Leadership and Self Deception

Monday, March 17th 2025

Reading the book is deceptively simple, but also engaging, in part because of the narrative format, akin to "The Goal" by Eli Goldratt.

In the age of LLM's, what is useful for me to write about the book and what is the purpose of writing notes on this publicly?

After all, the LLM can provide a clear summary.

Recollection for myself, and then applications.

What are some core ideas (paraphrased by myself) of this book?

Leadership starts with self accountability not blaming others.

One interesting anecdote was about how one leader, to solve a problem many steps below him, started the discussion with how he needed to take accountability for contributing to the existence of this problem.

Then along the chain, each leader talked about what they had done to contribute to the problem.

To stay out of the box, think about people as people with human needs.

The concept of the "box" relates to objectification, and how objectification of other people in relationships and in organizations (which consist of relationships) puts people each inside of a box of blaming.

Blaming takes focus away from results.

The back-biting and posturing and conflict means people are unable to solve results.

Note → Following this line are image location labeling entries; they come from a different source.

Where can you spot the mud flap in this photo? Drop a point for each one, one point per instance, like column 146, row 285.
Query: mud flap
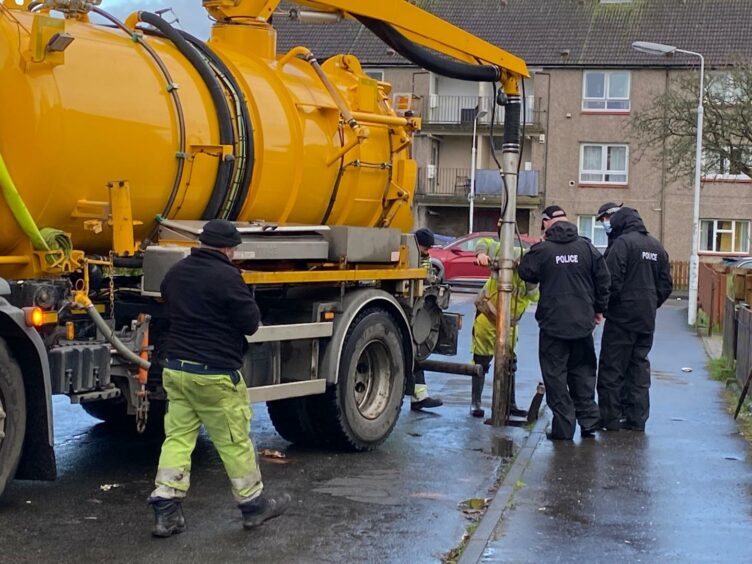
column 449, row 331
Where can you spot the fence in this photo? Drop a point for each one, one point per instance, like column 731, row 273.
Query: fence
column 743, row 343
column 462, row 110
column 729, row 329
column 680, row 274
column 712, row 294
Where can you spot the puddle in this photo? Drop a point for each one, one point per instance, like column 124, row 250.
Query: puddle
column 502, row 446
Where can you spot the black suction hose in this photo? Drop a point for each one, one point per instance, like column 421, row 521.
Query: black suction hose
column 249, row 153
column 426, row 58
column 226, row 133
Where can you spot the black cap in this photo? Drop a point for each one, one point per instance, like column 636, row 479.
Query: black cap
column 424, row 237
column 551, row 212
column 220, row 233
column 609, row 208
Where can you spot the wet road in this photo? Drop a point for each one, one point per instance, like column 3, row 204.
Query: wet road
column 397, row 504
column 681, row 492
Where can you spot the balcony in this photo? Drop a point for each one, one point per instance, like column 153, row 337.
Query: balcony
column 458, row 112
column 453, row 185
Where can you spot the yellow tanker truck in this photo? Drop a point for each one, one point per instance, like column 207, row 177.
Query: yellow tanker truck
column 119, row 139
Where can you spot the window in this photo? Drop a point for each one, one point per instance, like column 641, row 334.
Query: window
column 605, row 91
column 724, row 236
column 603, row 164
column 717, row 165
column 593, row 230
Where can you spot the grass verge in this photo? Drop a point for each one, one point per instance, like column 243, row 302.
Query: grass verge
column 720, row 369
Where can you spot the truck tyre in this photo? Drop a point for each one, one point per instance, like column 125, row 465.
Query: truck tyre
column 12, row 415
column 291, row 421
column 360, row 412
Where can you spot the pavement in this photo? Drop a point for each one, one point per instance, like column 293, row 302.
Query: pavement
column 680, row 492
column 400, row 503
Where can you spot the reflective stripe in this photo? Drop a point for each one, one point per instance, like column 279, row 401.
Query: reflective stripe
column 172, row 483
column 166, row 492
column 248, row 487
column 420, row 393
column 173, row 477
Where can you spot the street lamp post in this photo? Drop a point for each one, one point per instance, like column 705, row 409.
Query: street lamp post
column 473, row 163
column 694, row 259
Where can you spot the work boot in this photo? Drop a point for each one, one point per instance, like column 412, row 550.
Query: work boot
column 168, row 517
column 426, row 403
column 263, row 508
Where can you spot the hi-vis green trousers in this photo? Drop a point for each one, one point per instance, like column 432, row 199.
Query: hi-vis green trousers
column 222, row 407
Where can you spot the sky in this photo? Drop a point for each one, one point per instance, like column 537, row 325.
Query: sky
column 189, row 13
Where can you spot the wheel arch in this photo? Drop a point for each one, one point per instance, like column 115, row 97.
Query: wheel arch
column 354, row 303
column 38, row 455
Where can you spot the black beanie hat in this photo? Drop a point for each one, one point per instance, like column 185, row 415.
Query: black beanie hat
column 220, row 233
column 551, row 212
column 424, row 237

The ideal perspective is how to help other people to achieve results.

The box justifies its existence.

Once someone is inside of a box, the box now justifies its existence by finding more reasons to blame others (thereby keeping oneself inside of the box.

Self-deception and self-betrayal mean the individual has abandoned what they know to be the right way of being.

Critical to the concept is that people know what is the right way instinctively, but the need for self-justification and blaming blinds them to that right way.

It's an interesting comparison to Pharisees leading people, versus The Way, and both share a form of spiritual blindness.

Applications

I suppose the easiest way is, within any context, to first start by staying out of the box.

The question is whether staying out of the box keep others from going inside the box towards me.

And there's some implication in the book that doing so will do that.

But there's also examples at the end saying that this shared model, language and practice needs to be instilled for an organization to truly thrive with these principles.

I think an underanswered question is whether doing this be ane ffective way to manage up? Or only to lead others? Can it mitigate a toxic environment where it just takes one or two very "in the box" people who clearly blame others, and do so without calling it out and holding them accountable for this behavior?

I think it's missing that attribute.

But for leadership, starting or running a company, I definitely see the value.